J’ai toujours vu mon père pratiquer la photo argentique. Mais je voulais pas faire la même chose pour ne pas avoir la pression. J’y suis venu autrement : petite, je découpais les publicités ou les photos qui m’inspiraient dans les magazines de ma mère. Je les collais ensuite sur un tableau en liège. Je n’ai jamais mis de posters de stars de musique ou de cinéma, moi c’était les publicités de parfum, avec de belles photos de femmes souvent du noir et blanc. Je me suis construit mon univers d’images avec elles. J’ai fait du dessin et du piano, deux activités qui me plaisaient beaucoup, au contraire du sport qui n’était pas mon fort.
Quand je partais en colonie de vacances, j’avais toujours un appareil jetable avec moi, avec le son caractéristique du flash qui finissait toujours par se bloquer. Ma mère avait un compact argentique mais je savais que l’on ne pouvait pas faire ses réglages. Avant de partir à New-York en 2007, j’ai utilisé une prime de stage pour m’acheter mon premier appareil photo, un Nikon D40x. C’était un bon moyen pour raconter mon expérience à mes proches en leur envoyant des photos par mail.
A New-York j’ai suivi des cours de réalisation de films où j’ai découvert les concepts de base de profondeur de champ, la netteté, etc. C’était idéal. J’avais aussi très peur de me retrouver seule dans l’immensité de New-York et c’est mon appareil photo qui m’a permis de prendre confiance en moi : je partais explorer la ville avec un plan et mon D40x. C’est devenu mon compagnon de courage.
Parlez-nous de votre relation avec Nikon.

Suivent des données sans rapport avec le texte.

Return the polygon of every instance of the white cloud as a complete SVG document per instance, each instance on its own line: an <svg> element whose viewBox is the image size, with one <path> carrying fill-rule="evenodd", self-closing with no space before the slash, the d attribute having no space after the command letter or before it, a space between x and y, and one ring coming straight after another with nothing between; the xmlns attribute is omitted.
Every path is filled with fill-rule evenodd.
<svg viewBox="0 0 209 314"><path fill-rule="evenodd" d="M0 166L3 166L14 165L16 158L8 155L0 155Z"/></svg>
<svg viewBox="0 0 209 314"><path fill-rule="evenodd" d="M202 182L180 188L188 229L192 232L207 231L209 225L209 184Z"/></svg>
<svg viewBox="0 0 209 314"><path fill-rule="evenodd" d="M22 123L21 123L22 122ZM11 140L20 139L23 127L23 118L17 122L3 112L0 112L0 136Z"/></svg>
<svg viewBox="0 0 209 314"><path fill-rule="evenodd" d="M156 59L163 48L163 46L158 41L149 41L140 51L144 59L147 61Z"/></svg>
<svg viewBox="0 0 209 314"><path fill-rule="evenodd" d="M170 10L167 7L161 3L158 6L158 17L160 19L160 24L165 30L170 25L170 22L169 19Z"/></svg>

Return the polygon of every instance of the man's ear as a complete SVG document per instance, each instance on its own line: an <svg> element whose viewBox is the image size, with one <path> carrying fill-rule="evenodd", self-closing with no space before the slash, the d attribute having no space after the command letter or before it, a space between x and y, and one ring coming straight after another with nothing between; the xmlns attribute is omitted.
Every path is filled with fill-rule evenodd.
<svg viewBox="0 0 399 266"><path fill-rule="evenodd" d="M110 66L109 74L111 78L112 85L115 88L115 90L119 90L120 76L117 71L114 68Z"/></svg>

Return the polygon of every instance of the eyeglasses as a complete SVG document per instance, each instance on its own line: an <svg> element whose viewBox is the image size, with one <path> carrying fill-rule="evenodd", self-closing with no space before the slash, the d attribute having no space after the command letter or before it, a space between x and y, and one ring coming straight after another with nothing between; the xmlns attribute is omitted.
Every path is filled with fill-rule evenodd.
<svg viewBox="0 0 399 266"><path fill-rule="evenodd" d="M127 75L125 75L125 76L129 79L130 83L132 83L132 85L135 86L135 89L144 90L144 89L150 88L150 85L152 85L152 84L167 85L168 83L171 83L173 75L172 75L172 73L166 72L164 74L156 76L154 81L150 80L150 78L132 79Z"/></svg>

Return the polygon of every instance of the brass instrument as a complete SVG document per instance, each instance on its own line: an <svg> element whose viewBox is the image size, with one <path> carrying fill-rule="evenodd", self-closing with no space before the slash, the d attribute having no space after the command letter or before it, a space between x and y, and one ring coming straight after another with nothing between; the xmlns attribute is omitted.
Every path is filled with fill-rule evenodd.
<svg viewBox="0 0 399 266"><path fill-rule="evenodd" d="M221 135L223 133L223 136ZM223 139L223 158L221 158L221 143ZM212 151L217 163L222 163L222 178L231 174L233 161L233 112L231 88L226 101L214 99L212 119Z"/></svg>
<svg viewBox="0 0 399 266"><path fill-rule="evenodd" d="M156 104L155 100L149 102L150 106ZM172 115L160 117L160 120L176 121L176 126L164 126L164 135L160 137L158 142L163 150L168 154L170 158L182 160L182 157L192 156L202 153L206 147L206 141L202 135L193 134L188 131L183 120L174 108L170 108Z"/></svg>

En rentrant de New-York, je suis allé voir les appareils photos disposés sur l’étagère de mon père. Toujours des Nikon. Je savais que la qualité était au rendez-vous. Il possédait aussi quelques objectifs Nikkor que je pourrais potentiellement utiliser plus tard. Il a fini par me prêter son Nikon FM argentique. J’ai mis ma première pellicule et j’ai mis un an pour la terminer. Le vrai déclic est venu lorsque je suis passé au noir et blanc. Mais c’est le numérique qui m’a permis d’expérimenter, de tester tous les réglages, la vitesse, l’exposition et de constater directement le résultat à l’écran. J’ai toujours eu horreur de lire les manuels, je suis contre le fameux RTFM ! Je pratiquais beaucoup l’autoportrait dans ces tests. Après le D40x, je suis passé au D90. Actuellement j’ai un D7200.
Je suis passé à l’argentique d’abord avec le FM de mon père, puis un FM2. Niveau objectifs, j’utilise uniquement des focales fixes, essentiellement le 35 mm en numérique et le 50 mm en argentique, mes objectifs de prédilection, équivalents de l’oeil humain. Le 35 mm f/1.8 sur un boitier numérique APSC est l’équivalent du 50 mm f/1.8 en argentique en plein format.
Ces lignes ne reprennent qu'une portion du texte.